This past weekend I had an appointment to donate blood platelets in honor of poor Dink. I donate blood as often as my guilt catches up with me so I'm okay with needles and seeing my own blood. I'm O+ so I'm a trooper.
I got the straight dope on platelet donation from Sarah so I wasn't nervous. The nurse lady who walked me through the questionnaire and took my stats was really nice. I pointed out my favorite bulging blue vein but apparently it was too squishy so I would need a double needle. Left arm intake, right arm outtake. The set-up is really nice. You get a comfy heated chair and your own movie to watch. I chose "Iron Man". The day before, I tried to drink a lot of milk to help my platelets but I still had to chew tums to boost my calcium. They used a pretty thick needle (14 gauge). The intake arm was getting a mix of blood thinner citrate and my outtake arm was blood - which is fed into a machine to sort out the platelets. My left arm would receive my own blood back into me eventually.
It was going fine for a while but I got the lip tingles so they gave me more tums and dialed down my machine. My stomach started feeling really awful but I ignored it figuring that it was a reaction to the tums. More lip tingling and another dial down within an hour. Then I started feeling REALLY awful and nauseous so I flagged over the nurses. They turned off the machine, got my feet up and pumped my blood back into me. It turns out the citrate blood thinner doesn't agree with me.
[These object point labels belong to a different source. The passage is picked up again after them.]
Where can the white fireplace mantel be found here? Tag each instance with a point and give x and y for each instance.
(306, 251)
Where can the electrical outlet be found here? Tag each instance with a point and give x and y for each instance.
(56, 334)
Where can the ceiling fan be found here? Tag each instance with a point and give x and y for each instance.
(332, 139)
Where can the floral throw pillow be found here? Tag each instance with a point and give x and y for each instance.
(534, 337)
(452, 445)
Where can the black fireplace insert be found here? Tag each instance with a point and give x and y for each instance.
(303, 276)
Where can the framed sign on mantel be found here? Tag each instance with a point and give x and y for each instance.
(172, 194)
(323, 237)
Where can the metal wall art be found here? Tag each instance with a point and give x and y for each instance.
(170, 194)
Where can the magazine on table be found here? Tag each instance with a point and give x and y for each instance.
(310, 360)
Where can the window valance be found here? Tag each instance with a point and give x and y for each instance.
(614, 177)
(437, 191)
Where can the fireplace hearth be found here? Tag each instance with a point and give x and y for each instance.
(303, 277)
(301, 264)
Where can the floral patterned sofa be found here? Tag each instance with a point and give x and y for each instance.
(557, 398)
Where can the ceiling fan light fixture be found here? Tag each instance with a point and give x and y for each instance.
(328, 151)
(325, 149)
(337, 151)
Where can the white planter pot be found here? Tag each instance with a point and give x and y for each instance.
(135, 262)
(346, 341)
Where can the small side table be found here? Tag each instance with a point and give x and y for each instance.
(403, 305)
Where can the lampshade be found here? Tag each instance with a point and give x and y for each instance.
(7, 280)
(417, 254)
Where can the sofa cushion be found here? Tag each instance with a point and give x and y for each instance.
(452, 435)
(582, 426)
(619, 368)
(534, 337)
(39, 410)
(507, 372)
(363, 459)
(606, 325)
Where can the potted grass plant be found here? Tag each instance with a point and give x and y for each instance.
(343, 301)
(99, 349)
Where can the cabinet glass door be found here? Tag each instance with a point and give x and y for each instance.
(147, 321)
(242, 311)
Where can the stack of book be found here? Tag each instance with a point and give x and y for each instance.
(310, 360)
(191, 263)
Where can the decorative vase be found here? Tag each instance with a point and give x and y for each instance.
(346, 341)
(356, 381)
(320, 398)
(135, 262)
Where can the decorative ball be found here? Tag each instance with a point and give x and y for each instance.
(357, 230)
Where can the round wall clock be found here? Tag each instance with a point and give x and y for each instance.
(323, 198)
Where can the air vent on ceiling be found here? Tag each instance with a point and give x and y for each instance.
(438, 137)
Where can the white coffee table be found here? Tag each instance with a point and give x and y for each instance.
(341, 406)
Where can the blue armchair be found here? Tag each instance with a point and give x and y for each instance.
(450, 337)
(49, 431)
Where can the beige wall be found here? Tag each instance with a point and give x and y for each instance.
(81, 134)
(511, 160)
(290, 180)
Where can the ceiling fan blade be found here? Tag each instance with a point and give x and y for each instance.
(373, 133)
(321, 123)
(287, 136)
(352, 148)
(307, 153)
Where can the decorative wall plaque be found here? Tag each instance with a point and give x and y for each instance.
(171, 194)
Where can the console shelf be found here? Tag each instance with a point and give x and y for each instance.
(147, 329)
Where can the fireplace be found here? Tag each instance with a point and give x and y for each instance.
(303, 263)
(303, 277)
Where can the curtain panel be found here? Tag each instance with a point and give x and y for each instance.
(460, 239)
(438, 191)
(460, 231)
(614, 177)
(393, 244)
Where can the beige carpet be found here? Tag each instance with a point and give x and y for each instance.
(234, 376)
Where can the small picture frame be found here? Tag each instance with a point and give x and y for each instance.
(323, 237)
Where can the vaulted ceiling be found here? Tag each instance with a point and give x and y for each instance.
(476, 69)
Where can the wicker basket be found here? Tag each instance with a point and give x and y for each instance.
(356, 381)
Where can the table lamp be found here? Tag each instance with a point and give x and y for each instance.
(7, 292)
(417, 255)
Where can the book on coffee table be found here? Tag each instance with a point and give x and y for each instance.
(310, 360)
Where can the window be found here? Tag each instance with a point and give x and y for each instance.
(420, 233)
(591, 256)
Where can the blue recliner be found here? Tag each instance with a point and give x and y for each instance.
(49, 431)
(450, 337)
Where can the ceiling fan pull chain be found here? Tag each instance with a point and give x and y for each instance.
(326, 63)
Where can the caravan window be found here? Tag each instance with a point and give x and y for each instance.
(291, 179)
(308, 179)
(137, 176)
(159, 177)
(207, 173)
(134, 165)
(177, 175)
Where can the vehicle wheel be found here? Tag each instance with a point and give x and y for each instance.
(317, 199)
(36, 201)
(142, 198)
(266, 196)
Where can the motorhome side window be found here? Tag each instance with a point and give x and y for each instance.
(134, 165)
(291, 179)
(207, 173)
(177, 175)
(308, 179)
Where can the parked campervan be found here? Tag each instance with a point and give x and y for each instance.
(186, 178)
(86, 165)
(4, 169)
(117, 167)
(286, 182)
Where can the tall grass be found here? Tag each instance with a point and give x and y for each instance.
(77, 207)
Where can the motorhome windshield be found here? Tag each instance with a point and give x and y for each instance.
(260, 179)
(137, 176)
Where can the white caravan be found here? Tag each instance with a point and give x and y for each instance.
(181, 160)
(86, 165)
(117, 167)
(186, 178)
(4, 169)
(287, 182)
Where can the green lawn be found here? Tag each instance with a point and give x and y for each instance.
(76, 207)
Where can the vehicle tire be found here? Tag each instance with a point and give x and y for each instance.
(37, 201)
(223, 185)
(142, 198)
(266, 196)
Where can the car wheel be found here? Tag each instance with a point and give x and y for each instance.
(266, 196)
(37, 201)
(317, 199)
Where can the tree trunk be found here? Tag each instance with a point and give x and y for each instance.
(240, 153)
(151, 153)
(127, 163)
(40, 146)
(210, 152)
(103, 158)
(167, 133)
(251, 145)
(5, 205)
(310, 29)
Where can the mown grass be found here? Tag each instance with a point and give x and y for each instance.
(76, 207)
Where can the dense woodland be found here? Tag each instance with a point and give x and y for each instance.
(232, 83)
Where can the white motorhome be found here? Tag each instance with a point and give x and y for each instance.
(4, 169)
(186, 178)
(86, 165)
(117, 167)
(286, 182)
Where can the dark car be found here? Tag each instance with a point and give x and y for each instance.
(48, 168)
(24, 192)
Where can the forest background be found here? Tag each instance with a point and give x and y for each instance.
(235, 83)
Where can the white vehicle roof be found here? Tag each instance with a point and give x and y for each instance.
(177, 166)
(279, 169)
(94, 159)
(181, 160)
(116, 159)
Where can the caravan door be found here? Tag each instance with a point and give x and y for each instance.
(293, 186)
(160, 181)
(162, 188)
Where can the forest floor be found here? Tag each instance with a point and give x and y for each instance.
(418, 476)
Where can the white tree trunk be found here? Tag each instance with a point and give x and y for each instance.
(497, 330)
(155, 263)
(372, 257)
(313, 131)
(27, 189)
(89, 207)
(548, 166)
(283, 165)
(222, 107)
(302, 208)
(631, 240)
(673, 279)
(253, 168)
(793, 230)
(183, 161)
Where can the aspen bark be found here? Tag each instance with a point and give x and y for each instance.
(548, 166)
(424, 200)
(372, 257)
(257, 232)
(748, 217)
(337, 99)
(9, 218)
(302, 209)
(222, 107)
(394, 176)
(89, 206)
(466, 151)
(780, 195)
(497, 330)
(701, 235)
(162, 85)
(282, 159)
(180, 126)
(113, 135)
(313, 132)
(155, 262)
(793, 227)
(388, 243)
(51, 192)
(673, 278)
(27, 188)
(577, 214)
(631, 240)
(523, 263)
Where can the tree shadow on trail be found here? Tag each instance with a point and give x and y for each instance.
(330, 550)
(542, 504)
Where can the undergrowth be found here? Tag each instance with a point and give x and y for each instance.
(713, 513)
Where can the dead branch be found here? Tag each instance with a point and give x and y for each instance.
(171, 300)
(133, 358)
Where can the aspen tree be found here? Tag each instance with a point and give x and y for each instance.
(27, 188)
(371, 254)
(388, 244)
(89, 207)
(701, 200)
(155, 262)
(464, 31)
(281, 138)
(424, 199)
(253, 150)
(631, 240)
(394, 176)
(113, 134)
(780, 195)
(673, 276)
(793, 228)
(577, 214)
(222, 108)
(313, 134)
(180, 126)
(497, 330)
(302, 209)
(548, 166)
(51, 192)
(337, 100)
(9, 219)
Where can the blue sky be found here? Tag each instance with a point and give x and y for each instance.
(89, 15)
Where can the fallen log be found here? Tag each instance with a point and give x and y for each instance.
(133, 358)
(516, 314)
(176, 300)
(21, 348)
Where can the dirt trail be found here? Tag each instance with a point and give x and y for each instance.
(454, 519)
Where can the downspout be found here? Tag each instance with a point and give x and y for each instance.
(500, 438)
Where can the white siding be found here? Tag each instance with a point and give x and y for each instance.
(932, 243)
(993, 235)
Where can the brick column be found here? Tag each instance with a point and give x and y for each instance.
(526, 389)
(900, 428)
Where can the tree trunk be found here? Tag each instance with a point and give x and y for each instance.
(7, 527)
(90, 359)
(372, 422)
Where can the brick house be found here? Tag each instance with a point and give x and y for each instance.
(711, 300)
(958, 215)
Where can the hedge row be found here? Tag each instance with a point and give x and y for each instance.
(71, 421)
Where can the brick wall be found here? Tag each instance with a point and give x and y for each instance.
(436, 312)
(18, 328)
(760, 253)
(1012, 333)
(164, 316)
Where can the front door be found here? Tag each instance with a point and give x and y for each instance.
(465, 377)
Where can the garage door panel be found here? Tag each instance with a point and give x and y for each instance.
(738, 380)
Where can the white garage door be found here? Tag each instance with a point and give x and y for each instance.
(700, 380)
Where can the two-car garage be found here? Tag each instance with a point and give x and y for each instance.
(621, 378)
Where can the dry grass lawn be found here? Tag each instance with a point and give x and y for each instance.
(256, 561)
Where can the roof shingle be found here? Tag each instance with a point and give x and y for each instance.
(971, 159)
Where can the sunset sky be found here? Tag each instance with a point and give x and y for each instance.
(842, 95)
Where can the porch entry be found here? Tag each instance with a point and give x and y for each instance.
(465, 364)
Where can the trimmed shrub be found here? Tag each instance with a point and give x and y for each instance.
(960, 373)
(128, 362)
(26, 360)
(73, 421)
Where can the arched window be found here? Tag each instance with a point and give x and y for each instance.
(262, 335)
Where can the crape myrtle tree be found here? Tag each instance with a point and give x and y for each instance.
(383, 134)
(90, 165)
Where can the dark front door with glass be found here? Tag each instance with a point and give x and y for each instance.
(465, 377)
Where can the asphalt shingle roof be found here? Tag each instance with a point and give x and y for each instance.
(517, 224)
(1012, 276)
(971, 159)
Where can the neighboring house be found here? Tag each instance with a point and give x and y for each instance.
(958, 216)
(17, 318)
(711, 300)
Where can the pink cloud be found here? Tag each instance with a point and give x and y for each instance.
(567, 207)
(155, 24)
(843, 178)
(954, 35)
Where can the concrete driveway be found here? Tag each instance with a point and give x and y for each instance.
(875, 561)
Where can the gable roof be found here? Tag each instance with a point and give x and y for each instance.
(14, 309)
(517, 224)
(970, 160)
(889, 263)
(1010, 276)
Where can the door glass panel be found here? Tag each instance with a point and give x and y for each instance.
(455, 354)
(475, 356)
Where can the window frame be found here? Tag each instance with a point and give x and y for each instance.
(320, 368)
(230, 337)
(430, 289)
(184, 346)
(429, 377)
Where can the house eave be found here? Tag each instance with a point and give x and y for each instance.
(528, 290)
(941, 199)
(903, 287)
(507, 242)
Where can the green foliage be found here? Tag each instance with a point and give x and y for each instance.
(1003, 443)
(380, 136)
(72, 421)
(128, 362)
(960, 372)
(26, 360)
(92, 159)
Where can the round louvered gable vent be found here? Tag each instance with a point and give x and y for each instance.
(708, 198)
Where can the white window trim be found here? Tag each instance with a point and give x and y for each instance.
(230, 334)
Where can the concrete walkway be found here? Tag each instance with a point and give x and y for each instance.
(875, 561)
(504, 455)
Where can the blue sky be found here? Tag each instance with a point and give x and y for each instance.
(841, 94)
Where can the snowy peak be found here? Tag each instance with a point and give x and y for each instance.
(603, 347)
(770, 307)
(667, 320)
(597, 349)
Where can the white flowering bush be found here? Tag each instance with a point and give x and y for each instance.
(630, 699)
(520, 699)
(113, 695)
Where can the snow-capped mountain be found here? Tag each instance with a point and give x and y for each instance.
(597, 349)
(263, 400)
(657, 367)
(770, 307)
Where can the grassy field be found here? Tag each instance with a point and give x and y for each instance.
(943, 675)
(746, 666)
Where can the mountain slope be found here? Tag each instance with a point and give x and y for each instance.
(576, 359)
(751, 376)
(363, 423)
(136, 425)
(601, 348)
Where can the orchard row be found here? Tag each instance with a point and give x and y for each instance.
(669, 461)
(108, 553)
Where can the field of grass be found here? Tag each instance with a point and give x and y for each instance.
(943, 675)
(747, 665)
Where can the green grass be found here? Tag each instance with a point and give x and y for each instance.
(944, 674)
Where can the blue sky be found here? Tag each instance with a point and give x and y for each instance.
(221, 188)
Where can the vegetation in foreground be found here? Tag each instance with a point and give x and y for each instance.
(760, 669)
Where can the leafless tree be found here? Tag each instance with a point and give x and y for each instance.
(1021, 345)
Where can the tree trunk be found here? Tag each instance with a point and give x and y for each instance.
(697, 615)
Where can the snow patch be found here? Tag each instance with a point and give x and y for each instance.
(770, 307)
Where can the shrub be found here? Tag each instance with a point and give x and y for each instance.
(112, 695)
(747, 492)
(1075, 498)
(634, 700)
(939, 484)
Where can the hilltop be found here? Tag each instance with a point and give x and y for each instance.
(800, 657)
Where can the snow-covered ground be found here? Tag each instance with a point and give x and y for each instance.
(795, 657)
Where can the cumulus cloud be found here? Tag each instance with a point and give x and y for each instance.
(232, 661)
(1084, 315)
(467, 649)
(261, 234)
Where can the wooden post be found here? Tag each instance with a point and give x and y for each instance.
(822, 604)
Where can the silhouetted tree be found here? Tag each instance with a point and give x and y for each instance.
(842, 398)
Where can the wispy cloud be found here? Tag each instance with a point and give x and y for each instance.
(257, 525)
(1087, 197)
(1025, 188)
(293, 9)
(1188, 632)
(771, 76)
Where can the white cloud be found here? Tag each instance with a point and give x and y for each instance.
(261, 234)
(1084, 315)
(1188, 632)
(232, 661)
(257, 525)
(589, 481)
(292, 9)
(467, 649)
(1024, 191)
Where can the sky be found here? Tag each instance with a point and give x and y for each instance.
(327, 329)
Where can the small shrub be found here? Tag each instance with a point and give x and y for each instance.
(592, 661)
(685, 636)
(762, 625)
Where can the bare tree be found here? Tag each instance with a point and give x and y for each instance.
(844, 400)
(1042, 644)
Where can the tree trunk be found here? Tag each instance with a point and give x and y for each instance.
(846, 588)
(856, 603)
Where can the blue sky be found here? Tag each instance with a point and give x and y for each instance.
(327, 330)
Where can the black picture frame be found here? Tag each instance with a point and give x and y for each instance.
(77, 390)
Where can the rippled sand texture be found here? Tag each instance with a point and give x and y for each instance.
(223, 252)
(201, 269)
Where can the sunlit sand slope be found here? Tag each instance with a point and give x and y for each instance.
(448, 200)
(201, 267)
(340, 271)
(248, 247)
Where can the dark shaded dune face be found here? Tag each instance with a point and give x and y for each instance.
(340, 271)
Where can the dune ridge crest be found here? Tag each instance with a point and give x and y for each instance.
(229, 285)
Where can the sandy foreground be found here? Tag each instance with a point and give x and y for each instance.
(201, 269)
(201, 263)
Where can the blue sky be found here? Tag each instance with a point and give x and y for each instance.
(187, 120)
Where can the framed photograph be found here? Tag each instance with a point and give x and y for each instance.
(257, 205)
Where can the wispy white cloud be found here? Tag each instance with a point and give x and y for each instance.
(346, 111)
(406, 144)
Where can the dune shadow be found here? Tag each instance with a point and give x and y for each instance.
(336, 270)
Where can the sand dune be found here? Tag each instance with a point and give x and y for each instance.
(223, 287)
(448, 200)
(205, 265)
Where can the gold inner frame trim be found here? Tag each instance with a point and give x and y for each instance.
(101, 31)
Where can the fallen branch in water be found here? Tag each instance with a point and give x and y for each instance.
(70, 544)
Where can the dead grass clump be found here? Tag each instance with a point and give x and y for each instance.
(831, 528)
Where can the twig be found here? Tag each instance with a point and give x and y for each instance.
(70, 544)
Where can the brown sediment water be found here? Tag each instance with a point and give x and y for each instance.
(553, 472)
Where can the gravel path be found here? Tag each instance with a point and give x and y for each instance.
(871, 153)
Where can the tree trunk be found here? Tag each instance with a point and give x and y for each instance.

I had to spend another hour to recover enough to drive and at home I camped out on the sofa feeling gross for the rest of the day. My teeth were aching all night. On the up side, they did get some (not a lot) platelets!
I decided to read up on this citrate BS. I have been on blood thinners before so I know I could tolerate them. It turns out about 1% of platelet donors have a bad reaction to this stuff. But my goodness, my reaction was a cake walk compared to some of the reactions I read about - seizures and muscle rigidity. I started thinking about me and medical probability. I was one of the 30% of the population who had a patent foramen ovale. I was one of the small percentage of women who had a stroke while on birth control pills. I bet I'll wind up one of the 3% of women who get pregnant using condoms. But on the up side, I kicked medical probability's ass by surviving my stroke and recovering so well.